Abstract
Background/aim
Children with congenital microphthalmos are usually able to wear an eye prosthesis but the cosmetic aspect is determined by the size of the orbital volume deficiency. Instead of using a ball shaped standard hydrogel expander or a regular orbital implant, which would necessitate enucleation of the microphthalmic eye, this study investigates the feasibility of volume augmentation with injectable pellet expanders, as formerly suggested for acquired anophthalmos in adults only.
Method
The pellet expander is made from a self inflating hydrogel that takes up water by osmosis (dry state: length 8 mm, diameter 2 mm, volume 0.025 ml; in vitro hydrated state after around 1 day: length 15 mm, diameter 4 mm, volume 0.24 ml; swelling capacity: 9.6‐fold). This report concerns six patients (two girls and four boys) aged between 4 months and 42 months with unilateral microphthalmos who were treated by injection of 4–14 pellet expanders into the retrobulbar orbital tissue. Volume augmentation was 1–3.5 ml. The pellets were injected using a customised trocar and placed behind the microphthalmos directed into the intraconal space.
Results
The increasing orbital volume was noticeable within 2 days and was confirmed by ultrasonography and magnetic resonance imaging. The final result can be anticipated by the volume augmentation effect produced by the amount of saline solution injected in the orbital apex region. All patients were fitted with an artificial eye, which was subsequently enlarged every 3–5 months. Anophthalmic enophthalmos was fully compensated with this technique. No complications have been encountered to date.
Conclusions
Orbital volume augmentation with injectable self inflating hydrogel expander pellets is apparently a safe, quick, and minimally invasive technique for various indications in orbital reconstructive surgery—for example, to treat an enophthalmic appearance in microphthalmos and congenital or acquired anophthalmos.

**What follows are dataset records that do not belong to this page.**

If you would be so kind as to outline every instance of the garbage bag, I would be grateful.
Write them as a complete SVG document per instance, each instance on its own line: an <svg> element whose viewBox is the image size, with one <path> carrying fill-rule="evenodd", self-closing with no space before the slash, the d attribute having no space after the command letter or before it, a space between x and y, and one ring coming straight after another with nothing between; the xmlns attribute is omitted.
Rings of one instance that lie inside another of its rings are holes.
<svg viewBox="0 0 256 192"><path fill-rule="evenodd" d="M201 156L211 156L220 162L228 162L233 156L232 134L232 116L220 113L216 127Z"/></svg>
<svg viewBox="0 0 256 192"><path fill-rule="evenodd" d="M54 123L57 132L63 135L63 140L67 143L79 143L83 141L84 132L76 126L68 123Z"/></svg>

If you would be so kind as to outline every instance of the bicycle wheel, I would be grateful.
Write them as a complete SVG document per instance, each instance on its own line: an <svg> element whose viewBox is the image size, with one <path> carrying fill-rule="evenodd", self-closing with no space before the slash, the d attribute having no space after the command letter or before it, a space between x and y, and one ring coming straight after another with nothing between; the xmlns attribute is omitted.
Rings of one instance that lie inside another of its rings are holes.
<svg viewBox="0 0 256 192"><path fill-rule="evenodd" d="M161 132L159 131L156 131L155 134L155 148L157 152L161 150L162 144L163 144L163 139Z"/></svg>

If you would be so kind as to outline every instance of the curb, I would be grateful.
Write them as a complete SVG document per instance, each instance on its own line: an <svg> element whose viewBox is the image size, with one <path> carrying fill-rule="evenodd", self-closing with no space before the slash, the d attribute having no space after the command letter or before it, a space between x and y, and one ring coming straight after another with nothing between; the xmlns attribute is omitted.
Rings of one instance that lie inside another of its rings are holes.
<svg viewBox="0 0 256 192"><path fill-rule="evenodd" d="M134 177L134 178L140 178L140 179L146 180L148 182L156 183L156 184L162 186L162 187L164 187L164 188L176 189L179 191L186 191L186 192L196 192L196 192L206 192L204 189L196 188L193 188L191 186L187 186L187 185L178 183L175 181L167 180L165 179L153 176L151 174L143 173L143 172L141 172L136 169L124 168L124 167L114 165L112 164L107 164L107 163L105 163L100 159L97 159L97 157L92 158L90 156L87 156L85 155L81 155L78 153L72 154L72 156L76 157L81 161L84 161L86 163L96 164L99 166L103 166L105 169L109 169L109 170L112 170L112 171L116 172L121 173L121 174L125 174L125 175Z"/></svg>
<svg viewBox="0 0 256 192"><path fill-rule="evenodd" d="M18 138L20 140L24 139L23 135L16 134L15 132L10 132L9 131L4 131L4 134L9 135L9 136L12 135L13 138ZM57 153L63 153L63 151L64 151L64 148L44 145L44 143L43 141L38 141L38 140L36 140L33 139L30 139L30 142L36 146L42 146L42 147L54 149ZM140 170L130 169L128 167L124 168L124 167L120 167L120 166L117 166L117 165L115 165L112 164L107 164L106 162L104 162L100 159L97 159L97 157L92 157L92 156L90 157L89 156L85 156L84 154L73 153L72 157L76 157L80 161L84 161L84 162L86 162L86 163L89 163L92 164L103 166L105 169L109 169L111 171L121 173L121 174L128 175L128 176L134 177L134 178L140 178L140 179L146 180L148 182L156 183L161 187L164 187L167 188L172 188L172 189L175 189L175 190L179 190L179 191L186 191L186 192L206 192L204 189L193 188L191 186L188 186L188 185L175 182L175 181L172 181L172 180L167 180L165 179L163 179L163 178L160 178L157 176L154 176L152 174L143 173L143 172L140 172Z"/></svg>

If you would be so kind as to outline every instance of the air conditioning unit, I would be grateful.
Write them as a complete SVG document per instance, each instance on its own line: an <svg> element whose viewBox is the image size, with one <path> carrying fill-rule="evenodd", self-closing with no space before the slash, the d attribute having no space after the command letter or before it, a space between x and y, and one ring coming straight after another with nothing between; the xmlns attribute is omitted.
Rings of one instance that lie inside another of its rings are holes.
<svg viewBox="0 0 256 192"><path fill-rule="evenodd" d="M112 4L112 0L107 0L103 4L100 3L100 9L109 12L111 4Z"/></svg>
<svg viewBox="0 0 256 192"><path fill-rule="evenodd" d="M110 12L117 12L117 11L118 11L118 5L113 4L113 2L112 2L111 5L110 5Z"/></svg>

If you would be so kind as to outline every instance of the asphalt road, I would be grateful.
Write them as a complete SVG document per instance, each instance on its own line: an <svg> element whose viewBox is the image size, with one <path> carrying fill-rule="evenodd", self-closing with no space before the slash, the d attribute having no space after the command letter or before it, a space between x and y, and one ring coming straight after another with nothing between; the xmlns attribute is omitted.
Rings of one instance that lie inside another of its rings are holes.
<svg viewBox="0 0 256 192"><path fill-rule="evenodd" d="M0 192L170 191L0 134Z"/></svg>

Keywords: congenital microphthalmos, orbital volume deficiency, injectable expander, pellet expander, hydrogel, children
Congenital microphthalmos is more common than congenital anophthalmos and has a prevalence rate of between 1.2 and 1.8 per 10 000 births in white populations.1 It is assessed as being present if the age adjusted axial diameter is below the 95th centile.2 According to the classification proposed by Warburg, the condition described in this paper is simple total microphthalmos—visible globe when opening the lid fissure.2 All patients included in this series were without light perception in the microphthalmic eye.
Children with clinical anophthalmos or microphthalmos require prolonged and complicated socket management, and this is more difficult when the globe is not clinically apparent.3 Therapeutic options include the use of rigid conformers,4,5 low hydrophilic6 or, more recently, highly hydrophilic self expanding hydrogel expanders.7,8
When the eyeball is reduced in volume it is deeply set in a small orbit. The palpebral fissure is usually narrowed, and in most cases there may be a fairly deep socket present with proper fornices (fig 1A). Under such circumstances it is much easier to fit an artificial eye.
In the case of a small microphthalmos with an axial length that differs significantly from the healthy side or from normal values, an orbital volume deficit results.3,9 The smaller the presentation of the microphthalmic eye, the more significant this becomes. While such an orbital volume deficit can be partially compensated with a prosthesis, the degree of adjustment from the patient's perspective is determined by the lid fissure width, which limits the size and shape of prosthesis that can be placed in the conjunctival sac. Therefore, even with the best fitting artificial eye, there may be some residual volume deficit that appears as enophthalmos. Consequently, there is a need for methods of orbital volume compensation.
Since 1997 our team in Rostock has been developing a novel therapeutic concept with highly hydrophilic self expanding hydrogel expanders for use in patients with congenital anophthalmos.8,10,11 This technique has recently been reviewed by Mazzoli et al7 and now appears to be well accepted. At the Congress of the American Society of Ophthalmic Plastic and Reconstructive Surgery (ASOPRS) in 2003, Li et al12 suggested using injectable hydrogel implants as a technical modification to achieve volume augmentation in adults with acquired anophthalmic enophthalmos.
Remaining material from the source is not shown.